M. Amano s'est inquiété lundi de l'impasse dans laquelle se trouvent les discussions entre Téhéran et l'agence onusienne pour tenter de lever les soupçons d'une partie de la communauté internationale sur la finalité du programme nucléaire iranien controversé.

"La situation actuelle est préoccupante mais il est important de continuer à rechercher une solution diplomatique", a déclaré M. Amano en rappelant qu'une nouvelle série de discussions était prévue le 13 décembre à Téhéran.

M. Mehmanparast a par ailleurs répété que le "nettoyage" du site militaire de Parchin (est de Téhéran) où l'AIEA soupçonne l'Iran d'avoir mené des tests techniques en vue de la construction d'un bombe atomique était "impossible".

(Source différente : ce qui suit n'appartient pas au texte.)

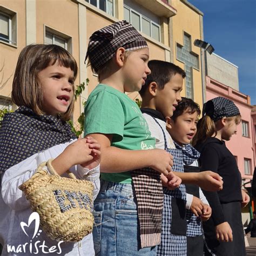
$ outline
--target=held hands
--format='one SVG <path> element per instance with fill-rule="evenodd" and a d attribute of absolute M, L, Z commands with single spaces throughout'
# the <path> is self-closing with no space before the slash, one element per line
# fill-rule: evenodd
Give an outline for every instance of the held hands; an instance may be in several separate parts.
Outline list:
<path fill-rule="evenodd" d="M 210 219 L 210 217 L 212 215 L 212 208 L 210 205 L 206 204 L 204 204 L 203 208 L 203 213 L 201 215 L 200 218 L 203 221 L 206 221 Z"/>
<path fill-rule="evenodd" d="M 197 185 L 206 191 L 214 192 L 221 190 L 223 181 L 218 173 L 205 171 L 198 173 Z"/>
<path fill-rule="evenodd" d="M 165 175 L 172 171 L 173 165 L 173 157 L 164 150 L 155 149 L 151 150 L 153 154 L 152 158 L 152 164 L 150 166 L 160 173 Z"/>
<path fill-rule="evenodd" d="M 242 198 L 241 206 L 242 206 L 242 207 L 244 208 L 245 206 L 246 206 L 246 205 L 250 202 L 250 198 L 248 194 L 245 191 L 241 190 L 241 192 L 242 192 Z"/>
<path fill-rule="evenodd" d="M 216 238 L 220 242 L 233 241 L 232 230 L 227 222 L 224 222 L 215 227 Z"/>
<path fill-rule="evenodd" d="M 161 173 L 161 181 L 163 186 L 166 187 L 170 190 L 173 190 L 181 183 L 181 179 L 176 176 L 172 172 L 170 172 L 166 176 Z"/>
<path fill-rule="evenodd" d="M 86 142 L 89 144 L 89 149 L 91 149 L 90 155 L 92 156 L 92 160 L 83 164 L 81 166 L 87 169 L 93 169 L 99 165 L 101 158 L 100 145 L 98 142 L 90 136 L 86 136 Z"/>
<path fill-rule="evenodd" d="M 92 169 L 100 160 L 100 146 L 91 137 L 79 139 L 68 146 L 64 151 L 52 161 L 53 167 L 62 175 L 73 165 L 81 164 Z"/>
<path fill-rule="evenodd" d="M 200 217 L 203 221 L 208 220 L 212 214 L 211 207 L 194 196 L 193 197 L 190 210 L 197 217 Z"/>
<path fill-rule="evenodd" d="M 204 204 L 200 199 L 197 197 L 193 196 L 190 210 L 197 217 L 198 217 L 203 212 Z"/>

Dans son dernier rapport publié le 16 novembre, l'AIEA affirme que Téhéran a continué depuis l'été à faire disparaître de Parchin des installations où pourraient avoir été menées, selon l'agence, des essais d'explosifs conventionnels nécessaires pour provoquer l'explosion d'une charge nucléaire.

"Il est impossible de nettoyer des activités nucléaires sans laisser de traces", a affirmé M. Mehmanparast en jugeant les accusations de l'agence et de M. Amano "inappropriées".

L'AIEA a demandé à plusieurs reprises depuis le début de l'année à visiter Parchin, mais Téhéran a toujours refusé en affirmant qu'il ne s'agissait pas d'un site nucléaire et que l'agence n'y avait donc aucun droit d'inspection.

Depuis l'été, les travaux de démolition de plusieurs bâtiments suspects sont masqués par de grandes bâches afin de les dissimuler aux satellites espions occidentaux qui surveillent l'Iran.